This upper division course applies concepts in symbolic methods and analysis to solve a variety of problems in combinatorics. Course content includes: 1. Combinatorial Structures and Ordinary Generating Functions: symbolic enumeration methods, integer compositions and partitions, words and regular languages, tree structures 2. Labelled Structures and Exponential Generating Functions: labelled classes, surjections, set partitions, words, alignments, permutations, labelled trees, mapping and graphs 3. Complex Analysis, Rational and Meromorphic Asymptotics: generating functions as analytic objects, analytic functions and meromorphic functions, singularities and exponential growth of coefficients 4. Singularity Analysis of Generating Functions: coefficient asymptotics, process of singularity analysis. The course requires students to take prerequisites.
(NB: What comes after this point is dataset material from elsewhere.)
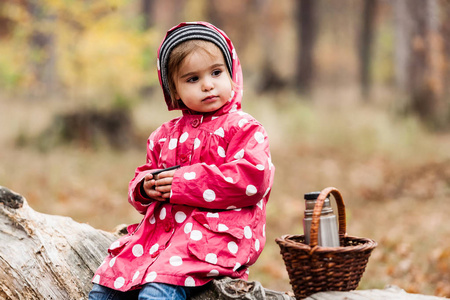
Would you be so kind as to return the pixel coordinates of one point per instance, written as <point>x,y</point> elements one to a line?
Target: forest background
<point>354,94</point>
This course introduces advanced mathematical knowledge used in quantitative finance, including differential equations, numerical partial differential equations, optimization and dynamic programming, advanced probability, and neural network. Motivating examples in finance will be given as well. The course requires students to take prerequisites.

This course addresses current needs for the statistical modeling of random patterns and structures in spatial contexts, which arise in multiple fields ranging from geophysical, life and earth sciences, to communication engineering and social network analysis. The course approach relies on computational and statistical tools from stochastic geometry. The course requires students to take prerequisites.

The objective of this course is to work on optimisation problems which can be formulated as linear and network optimisation problems. The course covers formulating linear programming (LP) problems and solving them by the simplex method (algorithm); looking at the geometrical aspect and developing the mathematical theory of the simplex method; studying problems which may be formulated using graphs and networks. These optimisation problems can be solved by using linear or integer programming approaches. However, due to its graphical structure, it is easier to handle these problems by using network algorithmic approaches. Applications of LP and network optimisation are demonstrated. Major topics: Introduction to LP: solving 2-variable LP via graphical methods. Geometry of LP: polyhedron, extreme points, existence of optimal solution at extreme point. Development of simplex method: basic solution, reduced costs and optimality condition, iterative steps in a simplex method, 2-phase method and Big-M method. Duality: dual LP, duality theory, dual simplex method. Sensitivity Analysis. Network optimisation problems: minimal spanning tree problems, shortest path problems, maximal flow problems, minimum cost flow problems, salesman problems and postman problems. The course requires students to take prerequisites.